I punteggi veri e i punteggi di errore sono costrutti teorici non osservabili. Possiamo osservare solo i punteggi \(X\). Quando parliamo di punteggi veri, è necessario ricordare che un punteggio vero, ovvero un punteggio medio preso su ripetuti test indipendenti con lo stesso test, è un’idea teorica. Questo punteggio non rifletterà completamente la caratteristica “vera” di interesse a meno che il test non abbia una attendibilità perfetta, ovvero a meno che il test misuri esattamente ciò che afferma di misurare.

5.6.1. Vantaggi della CTT#

Ci sono numerosi vantaggi nel lavorare nel framework della teoria classica dei test (CTT) durante lo sviluppo di test. In primo luogo, i concetti della CTT sono ampiamente insegnati e compresi. In secondo luogo, i concetti della CTT sono relativamente facili da imparare, usare e spiegare. Le statistiche descrittive dei test (ad esempio, la media, la deviazione standard, l’intervallo, ecc.) e le statistiche relative alle analisi degli item (in particolare la facilità e la discriminazione degli item) possono essere calcolate facilmente. In terzo luogo, il modello CTT soddisfa molte esigenze di misurazione, in particolare per lo sviluppo di misure di competenza e di collocazione che possono aiutare nelle decisioni di ammissione, nei confronti tra programmi e nelle decisioni di collocazione in vari contesti lavorativi. In quarto luogo, giusto o sbagliato, il modello CTT consente e permette l’interpretazione dei punteggi degli esaminati del 0% e del 100% e delle stime di facilità degli item di 0.0 e di 1.0 - risultati che si verificano nel mondo reale. Tali punteggi degli esaminati (detti anche stime di abilità personale) e stime di facilità degli item sono generalmente considerati non adatti nei modelli di teoria di risposta agli item (IRT).

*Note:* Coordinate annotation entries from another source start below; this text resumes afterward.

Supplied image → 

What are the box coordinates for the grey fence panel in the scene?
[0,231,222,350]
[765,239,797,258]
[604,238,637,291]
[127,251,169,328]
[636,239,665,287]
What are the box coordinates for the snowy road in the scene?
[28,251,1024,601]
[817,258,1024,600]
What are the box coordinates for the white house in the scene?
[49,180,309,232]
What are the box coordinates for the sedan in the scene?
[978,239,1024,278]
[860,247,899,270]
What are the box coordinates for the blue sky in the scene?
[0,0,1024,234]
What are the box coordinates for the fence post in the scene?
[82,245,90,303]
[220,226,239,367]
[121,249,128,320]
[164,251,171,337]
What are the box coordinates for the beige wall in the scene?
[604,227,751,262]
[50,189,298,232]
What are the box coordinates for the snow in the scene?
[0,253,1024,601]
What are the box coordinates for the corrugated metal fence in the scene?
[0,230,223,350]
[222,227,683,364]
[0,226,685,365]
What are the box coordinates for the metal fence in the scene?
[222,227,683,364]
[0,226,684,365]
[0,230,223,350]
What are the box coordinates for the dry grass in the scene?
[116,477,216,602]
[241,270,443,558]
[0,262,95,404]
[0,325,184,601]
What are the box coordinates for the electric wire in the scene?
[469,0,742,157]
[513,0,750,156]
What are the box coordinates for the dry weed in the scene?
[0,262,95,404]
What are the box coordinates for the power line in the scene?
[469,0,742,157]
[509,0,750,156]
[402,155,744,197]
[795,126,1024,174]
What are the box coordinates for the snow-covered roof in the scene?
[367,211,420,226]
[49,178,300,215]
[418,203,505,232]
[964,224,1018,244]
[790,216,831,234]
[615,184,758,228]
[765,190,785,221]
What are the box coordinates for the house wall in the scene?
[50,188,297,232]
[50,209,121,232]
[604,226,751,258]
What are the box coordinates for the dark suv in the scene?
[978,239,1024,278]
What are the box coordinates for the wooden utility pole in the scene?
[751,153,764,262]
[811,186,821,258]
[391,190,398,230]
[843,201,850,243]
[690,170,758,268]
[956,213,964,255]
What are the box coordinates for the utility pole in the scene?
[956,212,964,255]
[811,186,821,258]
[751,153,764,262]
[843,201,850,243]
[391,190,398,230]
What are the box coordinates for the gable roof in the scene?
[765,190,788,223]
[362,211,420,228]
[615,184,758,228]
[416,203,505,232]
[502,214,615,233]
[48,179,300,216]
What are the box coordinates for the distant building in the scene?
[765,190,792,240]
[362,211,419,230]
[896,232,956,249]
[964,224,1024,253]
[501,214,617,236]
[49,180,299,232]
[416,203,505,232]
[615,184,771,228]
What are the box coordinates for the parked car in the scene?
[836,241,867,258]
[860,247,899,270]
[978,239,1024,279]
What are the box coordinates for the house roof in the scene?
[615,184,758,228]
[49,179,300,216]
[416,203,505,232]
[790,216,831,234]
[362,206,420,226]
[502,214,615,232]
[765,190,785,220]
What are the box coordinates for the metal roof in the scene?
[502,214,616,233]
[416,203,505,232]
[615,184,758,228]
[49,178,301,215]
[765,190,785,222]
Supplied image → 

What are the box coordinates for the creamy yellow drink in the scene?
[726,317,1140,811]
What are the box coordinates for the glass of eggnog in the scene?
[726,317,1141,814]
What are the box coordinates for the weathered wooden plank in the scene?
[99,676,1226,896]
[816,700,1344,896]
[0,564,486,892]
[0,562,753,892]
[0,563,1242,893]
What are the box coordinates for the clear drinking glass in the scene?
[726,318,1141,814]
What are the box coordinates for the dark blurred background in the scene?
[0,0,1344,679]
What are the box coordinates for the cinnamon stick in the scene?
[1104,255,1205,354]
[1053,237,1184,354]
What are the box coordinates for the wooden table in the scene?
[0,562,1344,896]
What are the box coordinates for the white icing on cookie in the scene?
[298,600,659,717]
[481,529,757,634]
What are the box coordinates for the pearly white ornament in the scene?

5.6.2. Svantaggi della CTT#

Tuttavia, lavorare all’interno del quadro CTT presenta anche alcuni svantaggi. In primo luogo, i test CTT tendono ad essere lunghi e necessariamente composti da elementi omogenei. In secondo luogo, gli esaminandi che completano test sviluppati attraverso i metodi CTT potrebbero dover affrontare numerosi item che sono troppo facili o troppo difficili per loro come individui. In terzo luogo, i risultati sui test CTT si applicano solo al campione preso in considerazione o a campioni molto simili. In quarto luogo, i risultati CTT si applicano solo alla selezione corrente di item. In quinto luogo, a causa della sua dipendenza dalla distribuzione normale, i CTT sono utili solo per lo sviluppo di test normativi. In sesto luogo, a causa della natura correlativa della discriminazione degli elementi, dell’affidabilità e di alcune stime di validità, gli item e i test CTT finiscono spesso per essere sensibili alle differenze tra gli estremi della scala. In settimo luogo, sebbene in realtà gli errori di misurazione su un test varino lungo tutto il range dei possibili punteggi in un test CTT (vale a dire, l’errore standard di misurazione è minore vicino alla media e diventa sempre più grande man mano che i punteggi si allontanano dalla media in entrambe le direzioni), l’errore standard di misurazione stimato nei CTT è una media su tutto questo intervallo.